Salveson, the victims' advocate, accused the cardinal of thwarting efforts to create a "window" in Pennsylvania's civil statute of limitations and give adults an opportunity to sue those they allege assailed them during childhood.

Despite the continuing currents of discontent with the archdiocese's response to abuse complaints, the grand jury report hit in February like a cannonade.

"Apparent abusers - dozens of them, we believe - remain on duty in the archdiocese today, with open access to new, young prey," the panel wrote.

That day, Rigali issued a one-paragraph statement assuring the faithful "there are no archdiocesan priests in ministry today who have an admitted or established allegation of sexual abuse of a minor against them."

Within a month, however, he made national headlines by removing 27 priests from active ministry.

Williams, the district attorney, praised Rigali for that action, and for quickly hiring a team of independent investigators to dig into the accusations against the suspended clerics.

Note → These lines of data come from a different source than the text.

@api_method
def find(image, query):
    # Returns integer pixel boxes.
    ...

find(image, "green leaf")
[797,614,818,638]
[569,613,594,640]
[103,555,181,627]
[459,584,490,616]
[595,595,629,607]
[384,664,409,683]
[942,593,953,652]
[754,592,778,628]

Others, however, have not been so laudatory.

The chairwoman of the long-standing archdiocesan board charged with reviewing abuse complaints revealed that church leaders had failed to pass many cases along to her group.

"Cardinal Rigali and his auxiliary bishops . . . failed miserably at being open and transparent," Ana Maria Catanzaro wrote in a May 12 article in the Catholic biweekly Commonweal.

With his installation in less than two weeks, Chaput inherits a situation not unlike the one that confronted Rigali eight years ago - and in some ways worse. It is left to him to decide who among the suspended priests will return to ministry, and who won't.

"I don't look forward to it," Chaput said in an interview in Denver on Thursday. "I know whatever decisions made will be painful for some."

Rigali will be spared that. But he also will miss out on the inauguration in Philadelphia this fall of the new English-language missal - a book of liturgies whose creation he helped oversee for the Vatican.

He will remain a presence in Rome, associates say. Until he turns 80 in April 2015, he will be a papal elector, and eligible to serve on Vatican boards. He will be a cardinal for life.

Rigali may take an apartment in Rome while maintaining an office at Knoxville's diocesan headquarters.

"He'll be back and forth," predicted Stika, who said the members of his small Tennessee diocese were excited to have the cardinal residing among them, as were Stika's young nieces and nephews.

They address Rigali, he said, as "Uncle Archbishop."